Parents in Utah should be encouraged about one apparent trend in the Utah Legislature: an acceptance that state-sponsored preschool can improve the lives and academic achievement of children, especially those who would otherwise lag behind their peers as they enter kindergarten.
In the past some legislators have described preschool as equivalent to government ripping toddlers out of the arms of their mothers in order to replace the family with Big Government brainwashing. Evidence of the more enlightened attitude are two bills designed to provide funding for two types of preschool and another that outlines an innovative funding model for a classroom program.
All three bills are sponsored by Republican lawmakers. The cost per child is similar for each.
The difference among the bills is whether children will begin learning basic concepts of math and language in a classroom or at home with the help of computers and computer software.
SB148, sponsored by Sen. Stuart Adams, R-Layton, would expand the pilot UPSTART program and make its funding ongoing. The program provides families with computers and software designed for young children.
SB42, sponsored by Sen. Aaron Osmond, R-South Jordan, would provide state funding to expand high-quality classroom preschool.
Both programs would focus on children from low-income families who are at risk for starting kindergarten far behind their peers, needing remedial help and eventually dropping out.

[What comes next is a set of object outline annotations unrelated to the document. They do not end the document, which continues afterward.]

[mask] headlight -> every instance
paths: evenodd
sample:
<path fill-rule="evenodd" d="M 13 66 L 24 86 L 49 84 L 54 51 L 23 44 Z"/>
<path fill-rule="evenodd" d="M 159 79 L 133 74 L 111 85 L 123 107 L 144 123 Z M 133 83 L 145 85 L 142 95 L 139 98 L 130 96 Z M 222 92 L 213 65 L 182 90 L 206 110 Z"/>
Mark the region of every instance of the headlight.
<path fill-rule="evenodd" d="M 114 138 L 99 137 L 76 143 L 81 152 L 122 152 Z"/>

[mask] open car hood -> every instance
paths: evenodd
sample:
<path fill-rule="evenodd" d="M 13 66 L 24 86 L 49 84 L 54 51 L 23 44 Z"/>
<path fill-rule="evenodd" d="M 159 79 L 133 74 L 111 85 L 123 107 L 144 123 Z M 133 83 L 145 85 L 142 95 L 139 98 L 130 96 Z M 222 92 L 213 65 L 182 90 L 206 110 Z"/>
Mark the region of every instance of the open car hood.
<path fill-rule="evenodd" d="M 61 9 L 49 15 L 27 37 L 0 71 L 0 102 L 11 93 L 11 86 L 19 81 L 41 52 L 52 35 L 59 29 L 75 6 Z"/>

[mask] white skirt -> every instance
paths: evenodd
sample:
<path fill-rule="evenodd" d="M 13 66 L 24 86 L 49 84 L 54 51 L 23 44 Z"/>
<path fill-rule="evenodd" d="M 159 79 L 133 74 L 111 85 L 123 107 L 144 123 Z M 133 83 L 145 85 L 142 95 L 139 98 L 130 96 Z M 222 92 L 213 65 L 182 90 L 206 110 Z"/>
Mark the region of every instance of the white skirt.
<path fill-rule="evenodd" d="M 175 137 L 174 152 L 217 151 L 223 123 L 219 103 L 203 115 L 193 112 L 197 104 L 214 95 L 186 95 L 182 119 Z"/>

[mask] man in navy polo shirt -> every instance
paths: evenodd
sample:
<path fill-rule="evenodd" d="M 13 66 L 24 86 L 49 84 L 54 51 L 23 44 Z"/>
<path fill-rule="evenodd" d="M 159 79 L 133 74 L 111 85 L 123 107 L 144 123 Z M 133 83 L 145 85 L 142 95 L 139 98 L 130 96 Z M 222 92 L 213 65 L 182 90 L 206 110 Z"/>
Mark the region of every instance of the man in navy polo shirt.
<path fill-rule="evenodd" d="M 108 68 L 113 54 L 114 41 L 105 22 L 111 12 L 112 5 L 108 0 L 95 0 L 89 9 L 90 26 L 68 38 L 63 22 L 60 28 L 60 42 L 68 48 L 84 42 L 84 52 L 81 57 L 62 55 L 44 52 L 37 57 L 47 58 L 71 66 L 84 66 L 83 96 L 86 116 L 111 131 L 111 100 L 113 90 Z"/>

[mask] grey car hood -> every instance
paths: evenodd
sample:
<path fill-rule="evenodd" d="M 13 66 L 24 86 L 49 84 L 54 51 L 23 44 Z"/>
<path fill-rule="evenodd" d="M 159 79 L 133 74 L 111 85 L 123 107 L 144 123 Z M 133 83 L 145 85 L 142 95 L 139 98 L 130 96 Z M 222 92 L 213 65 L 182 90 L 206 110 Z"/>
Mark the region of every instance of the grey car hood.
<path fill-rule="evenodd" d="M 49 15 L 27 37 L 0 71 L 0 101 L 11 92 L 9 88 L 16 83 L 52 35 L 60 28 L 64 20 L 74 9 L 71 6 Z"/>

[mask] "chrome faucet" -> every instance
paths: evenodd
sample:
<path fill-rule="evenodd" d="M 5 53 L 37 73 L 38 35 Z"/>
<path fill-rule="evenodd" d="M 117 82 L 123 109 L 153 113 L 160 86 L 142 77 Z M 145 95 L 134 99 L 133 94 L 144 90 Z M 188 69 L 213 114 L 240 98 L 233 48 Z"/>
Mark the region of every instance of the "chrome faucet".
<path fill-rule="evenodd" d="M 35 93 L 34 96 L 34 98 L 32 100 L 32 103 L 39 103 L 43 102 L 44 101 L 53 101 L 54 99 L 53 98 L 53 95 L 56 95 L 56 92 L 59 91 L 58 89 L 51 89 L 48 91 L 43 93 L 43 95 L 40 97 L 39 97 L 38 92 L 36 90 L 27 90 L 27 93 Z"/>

A third bill is being written by Rep. Greg Hughes, R-Draper, that would involve private investors, who would be repaid with interest by the state only after a third party evaluates the savings in remedial instruction. This bill should appeal to those legislators who are still unconvinced in the value to the state of early-childhood education.
Classroom instruction offers socialization in addition to basic academic skills. And there is the fact that many low-income parents work long hours and might not have time to help their children as they maneuver through a computer program. However, the in-home model might be better for some rural families who live long distances from schools.
It seems possible and advantageous to children to combine the two programs. Why not offer computers and software to families who don't want to send their preschool-age children to school or can't manage a set classroom schedule, but provide classroom instruction to those who prefer it?